The losses have been quantified by others since the 2011 study. A Louisiana Coastal Protection and Restoration Authority (CPRA) presentation puts land loss at the size of 31 Washington, D.C.s, or equivalent to the land mass of New York City disappearing every 13 years.
There’s a determined contingent of people who live in those fracturing lands and the below-sea-level areas just north, like New Orleans, that are at risk.
Emily Vuxton, policy director for the Coalition to Restore Coastal Louisiana, said despite a sustained exodus north that spikes after every big hurricane, those left behind are looking for ways to stay in place. And governments don’t ever want to try to force them otherwise, she said.
Vuxton said she knows sea-level rise promises existential threat, but the fatalism of simply letting the marshes go wouldn’t serve the state either.
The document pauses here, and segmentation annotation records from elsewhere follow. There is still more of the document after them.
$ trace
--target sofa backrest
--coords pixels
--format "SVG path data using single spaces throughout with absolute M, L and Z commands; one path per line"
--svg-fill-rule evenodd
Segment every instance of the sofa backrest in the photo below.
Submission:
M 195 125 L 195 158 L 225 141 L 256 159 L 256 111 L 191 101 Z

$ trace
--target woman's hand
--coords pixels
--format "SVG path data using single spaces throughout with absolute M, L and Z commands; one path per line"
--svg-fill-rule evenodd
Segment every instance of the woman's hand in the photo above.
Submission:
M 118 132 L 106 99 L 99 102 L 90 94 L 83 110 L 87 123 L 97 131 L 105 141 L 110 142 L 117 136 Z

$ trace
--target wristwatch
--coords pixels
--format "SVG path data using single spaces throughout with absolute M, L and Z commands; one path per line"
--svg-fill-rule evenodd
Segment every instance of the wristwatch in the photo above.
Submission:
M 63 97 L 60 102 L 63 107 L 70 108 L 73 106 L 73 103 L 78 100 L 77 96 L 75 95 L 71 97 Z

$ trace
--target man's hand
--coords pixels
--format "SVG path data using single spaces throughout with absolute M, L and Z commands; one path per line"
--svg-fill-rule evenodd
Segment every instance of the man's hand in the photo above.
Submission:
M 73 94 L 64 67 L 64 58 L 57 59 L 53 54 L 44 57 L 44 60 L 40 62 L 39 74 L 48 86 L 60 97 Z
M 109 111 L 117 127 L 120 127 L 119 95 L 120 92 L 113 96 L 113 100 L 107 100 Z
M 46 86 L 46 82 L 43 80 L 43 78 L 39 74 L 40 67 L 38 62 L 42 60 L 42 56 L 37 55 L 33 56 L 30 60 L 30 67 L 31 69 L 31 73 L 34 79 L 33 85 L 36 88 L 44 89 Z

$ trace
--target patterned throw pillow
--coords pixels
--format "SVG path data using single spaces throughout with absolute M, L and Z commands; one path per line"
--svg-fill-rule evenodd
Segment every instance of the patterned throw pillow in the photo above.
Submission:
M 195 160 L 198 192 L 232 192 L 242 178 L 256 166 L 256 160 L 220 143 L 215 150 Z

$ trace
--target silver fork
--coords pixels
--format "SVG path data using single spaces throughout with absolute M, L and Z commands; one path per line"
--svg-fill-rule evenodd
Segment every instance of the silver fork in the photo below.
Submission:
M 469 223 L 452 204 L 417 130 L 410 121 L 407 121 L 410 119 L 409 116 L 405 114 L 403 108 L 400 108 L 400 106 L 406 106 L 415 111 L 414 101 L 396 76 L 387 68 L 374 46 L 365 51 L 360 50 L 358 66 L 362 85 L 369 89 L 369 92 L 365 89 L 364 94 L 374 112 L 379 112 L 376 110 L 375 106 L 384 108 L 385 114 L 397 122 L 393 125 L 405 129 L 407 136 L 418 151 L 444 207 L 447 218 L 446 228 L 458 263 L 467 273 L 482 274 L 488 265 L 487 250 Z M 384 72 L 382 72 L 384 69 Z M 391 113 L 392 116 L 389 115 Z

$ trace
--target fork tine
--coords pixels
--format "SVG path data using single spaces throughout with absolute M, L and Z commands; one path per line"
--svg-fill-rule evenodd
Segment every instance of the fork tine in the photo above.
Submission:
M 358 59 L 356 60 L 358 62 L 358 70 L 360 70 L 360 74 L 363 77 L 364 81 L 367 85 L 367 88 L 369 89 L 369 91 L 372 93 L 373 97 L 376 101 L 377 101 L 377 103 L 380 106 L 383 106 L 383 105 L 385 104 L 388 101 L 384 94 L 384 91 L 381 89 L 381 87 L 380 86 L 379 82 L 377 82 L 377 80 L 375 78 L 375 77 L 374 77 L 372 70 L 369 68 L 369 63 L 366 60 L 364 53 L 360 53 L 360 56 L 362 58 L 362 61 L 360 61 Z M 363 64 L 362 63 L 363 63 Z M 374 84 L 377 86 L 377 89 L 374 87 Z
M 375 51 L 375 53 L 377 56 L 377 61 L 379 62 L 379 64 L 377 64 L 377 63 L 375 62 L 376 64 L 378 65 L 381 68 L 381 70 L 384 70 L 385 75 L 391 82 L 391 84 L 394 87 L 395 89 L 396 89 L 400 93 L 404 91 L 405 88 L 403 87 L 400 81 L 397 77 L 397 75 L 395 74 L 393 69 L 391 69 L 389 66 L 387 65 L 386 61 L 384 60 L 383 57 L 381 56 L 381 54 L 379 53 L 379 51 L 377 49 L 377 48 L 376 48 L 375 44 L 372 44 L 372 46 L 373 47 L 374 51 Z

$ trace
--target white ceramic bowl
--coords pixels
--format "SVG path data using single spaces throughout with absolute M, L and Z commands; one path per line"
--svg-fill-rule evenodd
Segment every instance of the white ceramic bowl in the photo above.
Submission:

"We are never going to stop the land loss," she said. "Our vision is that we have a smaller, more sustainable delta."
On a minor scale, the settlement with Freeport may offer parishes most at risk of sea-level rise the money needed to help stay in place. But unless larger companies lose in court or agree to settle, $100 million for some parishes is not enough to save Louisiana from the "steep financial cliff" it’s facing for restoration work, she said.
CPRA — which was established after Hurricane Katrina flooded New Orleans and killed more than 1,800 people in 2005 — has put together what supporters deem a comprehensive plan to face loss, confront subsidence and protect against storm surge, among other aims.
John Paul Woodley, who led the Army Corps of Engineers after Katrina, said the state must plan for flood surge protections and mitigate land loss despite the larger pressure of climate change — which has a range of unquantified impacts.
"Is all of this just going to be overtaken by the inevitable and inexorable process of climate change, I don’t know," he said. "I think that’s the best thing we can do, understand that this is going to happen and put factors in place that provide some mitigation against it."
Eugene Turner, a professor at the Louisiana State University College of the Coast & Environment who has worked on restoration of the Gulf, criticized parts of the state’s approach to sustaining the coast. Like Richards, the LSU lawyer, he’s sure of the final outcome.
The catastrophe is coming, Turner said.
But maybe efforts in the meantime will allow Louisiana to hold on to its delta for a bit longer, he said.